Thank you Mark. I have the 2 screens already - one with the membership data and one without. I would just have to create the "Member" record type. 

 

Can users have access to 2nd record type only if exists but not have access to create a record from that 2nd record type? I also wonder if the API can push and pull data so that if someone calls in and we manually set-up a subscription - using the 2nd rec type - that the data is pushed to the SQL database. This is, of course, more advanced and would be saved for a later roll-out but I wonder if that is possible.

 

Thanks again.

 

NC

MarkSilberMarkSilber

When configuring Profiles, you can select which Record Types they have access to. The Profile configuration only controls what types of records they can create, not what they can see, so this would work in your use case.

 

I'm not sure how you have connected your SQL database and Salesforce, but if you had a web service that could be called by Salesforce, you could setup an Outbound Message workflow rule to push the data when it changes. As a less sophisticated method, you could create a field that gets flagged when the member data changes and then "pull" only those records to update your SQL database on a scheduled basis.

 

 

NCMIAMINCMIAMI
Thank You Mark.
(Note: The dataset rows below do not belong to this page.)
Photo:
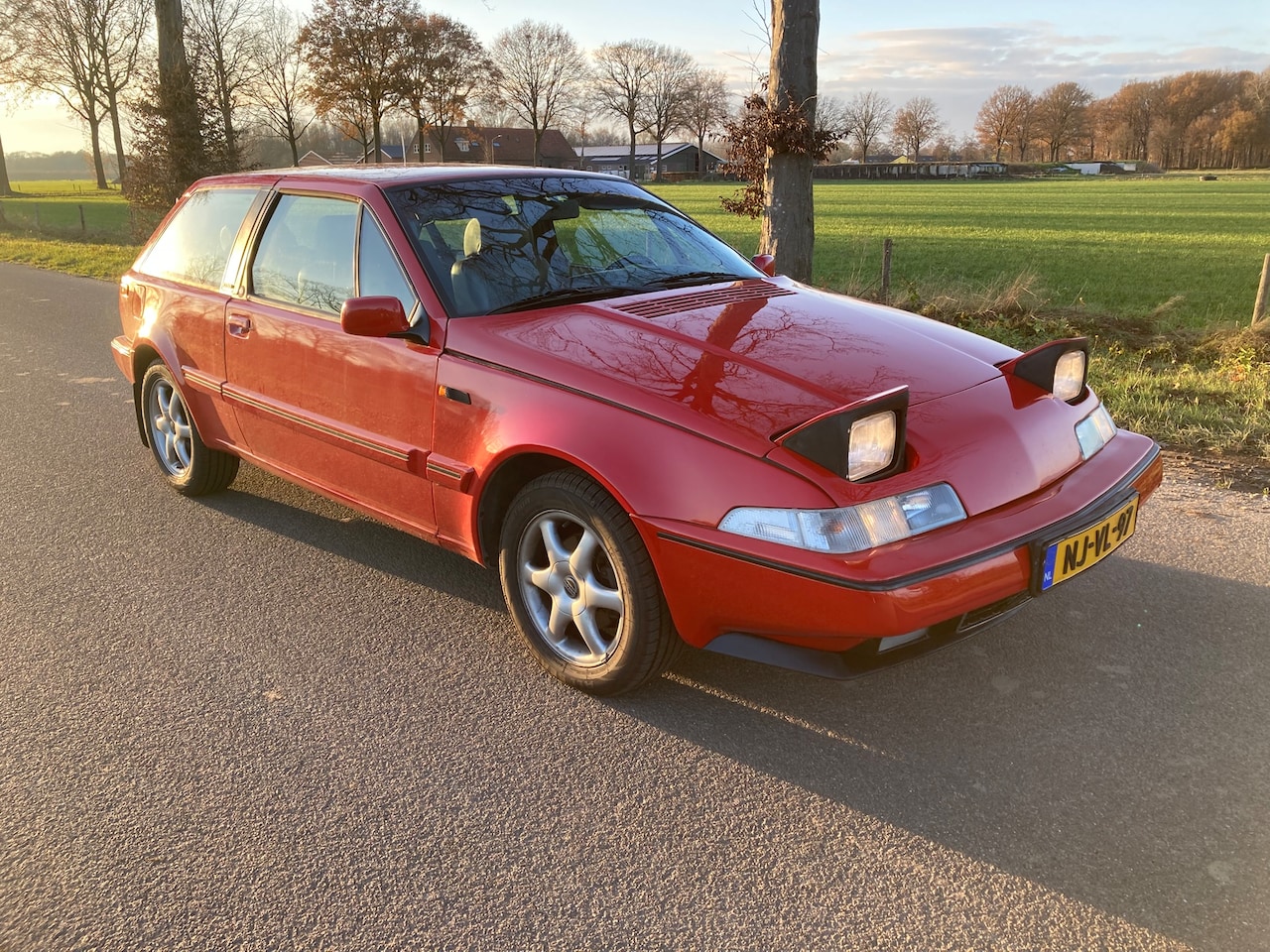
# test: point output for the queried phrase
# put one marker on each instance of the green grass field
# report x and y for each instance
(1178, 249)
(68, 226)
(1161, 273)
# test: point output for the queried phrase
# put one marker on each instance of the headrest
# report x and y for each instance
(471, 238)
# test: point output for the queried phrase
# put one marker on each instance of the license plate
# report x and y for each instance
(1078, 552)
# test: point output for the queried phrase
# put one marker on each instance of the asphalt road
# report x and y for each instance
(263, 722)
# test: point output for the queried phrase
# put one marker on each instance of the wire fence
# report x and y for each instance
(112, 222)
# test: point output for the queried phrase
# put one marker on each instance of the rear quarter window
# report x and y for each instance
(194, 246)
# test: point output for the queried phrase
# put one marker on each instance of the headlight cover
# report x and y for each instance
(1061, 367)
(853, 529)
(1095, 431)
(860, 442)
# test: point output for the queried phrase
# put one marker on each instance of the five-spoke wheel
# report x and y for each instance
(185, 460)
(581, 587)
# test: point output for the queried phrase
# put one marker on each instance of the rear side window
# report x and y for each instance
(195, 245)
(307, 253)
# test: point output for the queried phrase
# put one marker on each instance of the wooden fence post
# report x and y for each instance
(885, 272)
(1259, 308)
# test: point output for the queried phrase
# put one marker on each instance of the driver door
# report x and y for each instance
(349, 416)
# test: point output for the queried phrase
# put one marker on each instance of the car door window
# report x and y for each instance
(379, 273)
(194, 246)
(307, 253)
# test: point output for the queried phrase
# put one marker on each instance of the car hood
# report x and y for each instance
(740, 362)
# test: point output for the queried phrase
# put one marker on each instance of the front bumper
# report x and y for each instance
(746, 598)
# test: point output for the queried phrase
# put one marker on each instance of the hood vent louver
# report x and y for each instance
(663, 306)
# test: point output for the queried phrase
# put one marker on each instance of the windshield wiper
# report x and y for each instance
(679, 281)
(562, 296)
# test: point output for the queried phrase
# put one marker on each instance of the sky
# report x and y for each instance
(953, 53)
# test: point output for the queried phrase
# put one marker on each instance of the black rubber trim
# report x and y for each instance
(867, 656)
(1119, 493)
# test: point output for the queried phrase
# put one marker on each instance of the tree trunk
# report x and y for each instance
(178, 103)
(94, 132)
(630, 168)
(789, 220)
(117, 131)
(5, 188)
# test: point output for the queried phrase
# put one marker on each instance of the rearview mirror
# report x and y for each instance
(372, 316)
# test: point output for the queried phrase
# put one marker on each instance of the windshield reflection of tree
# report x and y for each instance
(550, 235)
(707, 375)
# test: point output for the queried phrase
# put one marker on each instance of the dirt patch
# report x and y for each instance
(1230, 472)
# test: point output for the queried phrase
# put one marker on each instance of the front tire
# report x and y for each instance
(185, 460)
(581, 588)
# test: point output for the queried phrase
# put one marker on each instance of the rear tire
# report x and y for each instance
(185, 460)
(581, 588)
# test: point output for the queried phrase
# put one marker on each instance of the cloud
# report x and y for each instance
(959, 67)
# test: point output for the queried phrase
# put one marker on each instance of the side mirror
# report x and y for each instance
(372, 317)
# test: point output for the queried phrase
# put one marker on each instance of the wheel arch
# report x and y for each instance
(143, 356)
(508, 477)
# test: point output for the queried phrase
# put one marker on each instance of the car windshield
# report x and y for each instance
(507, 244)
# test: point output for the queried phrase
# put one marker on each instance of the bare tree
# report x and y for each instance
(229, 41)
(624, 75)
(1001, 116)
(84, 53)
(444, 67)
(789, 220)
(707, 108)
(670, 94)
(277, 90)
(353, 50)
(916, 122)
(867, 116)
(16, 13)
(540, 72)
(1061, 116)
(177, 111)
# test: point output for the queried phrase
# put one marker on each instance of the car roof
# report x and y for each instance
(389, 176)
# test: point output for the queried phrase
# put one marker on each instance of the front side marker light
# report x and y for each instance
(852, 529)
(1095, 431)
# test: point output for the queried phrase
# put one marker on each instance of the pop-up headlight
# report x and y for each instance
(1058, 367)
(860, 442)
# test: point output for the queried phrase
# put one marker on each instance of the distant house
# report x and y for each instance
(388, 154)
(679, 159)
(495, 145)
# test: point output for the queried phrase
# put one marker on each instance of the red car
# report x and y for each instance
(657, 440)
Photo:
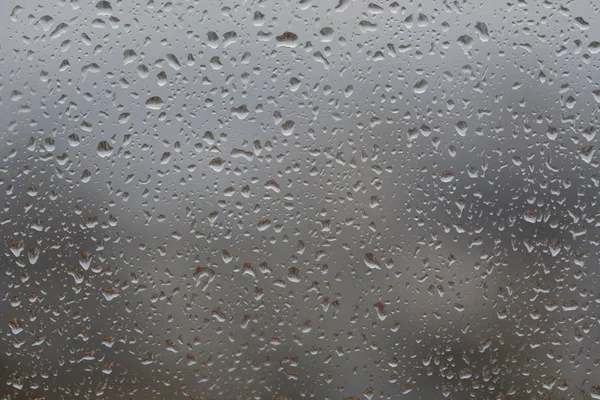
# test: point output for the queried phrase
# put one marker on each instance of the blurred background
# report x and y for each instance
(299, 199)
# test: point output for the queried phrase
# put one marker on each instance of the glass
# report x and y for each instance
(308, 199)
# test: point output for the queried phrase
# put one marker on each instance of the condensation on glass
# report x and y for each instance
(299, 199)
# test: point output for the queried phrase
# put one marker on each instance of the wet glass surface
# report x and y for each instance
(307, 199)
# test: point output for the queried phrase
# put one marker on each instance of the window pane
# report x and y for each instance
(307, 199)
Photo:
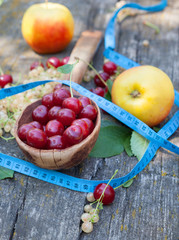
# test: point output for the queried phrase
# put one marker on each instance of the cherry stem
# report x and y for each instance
(102, 80)
(102, 195)
(71, 92)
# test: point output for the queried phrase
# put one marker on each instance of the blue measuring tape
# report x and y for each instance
(156, 139)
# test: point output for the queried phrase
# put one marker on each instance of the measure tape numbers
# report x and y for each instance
(84, 185)
(114, 110)
(156, 139)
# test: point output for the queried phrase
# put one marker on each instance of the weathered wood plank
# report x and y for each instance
(32, 209)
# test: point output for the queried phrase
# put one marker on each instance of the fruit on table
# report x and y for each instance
(58, 126)
(146, 92)
(36, 64)
(105, 76)
(5, 79)
(53, 62)
(47, 27)
(109, 67)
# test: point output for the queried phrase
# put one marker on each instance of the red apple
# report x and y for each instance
(48, 27)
I'm still in the research & planning phase so nothing has been set-up yet. There are so many ways to acomplish the same thing in SF that I'm investing alot of time in the R&D phase. We'll probably be using web services so this is good to know. Thanks again for all of your insight. I really appreciate it.
JakesterJakester
Mark's advice is excellent - I'll just add that while Profiles don't control which RTs you can see, they can control which fields you can see, regardless of RT.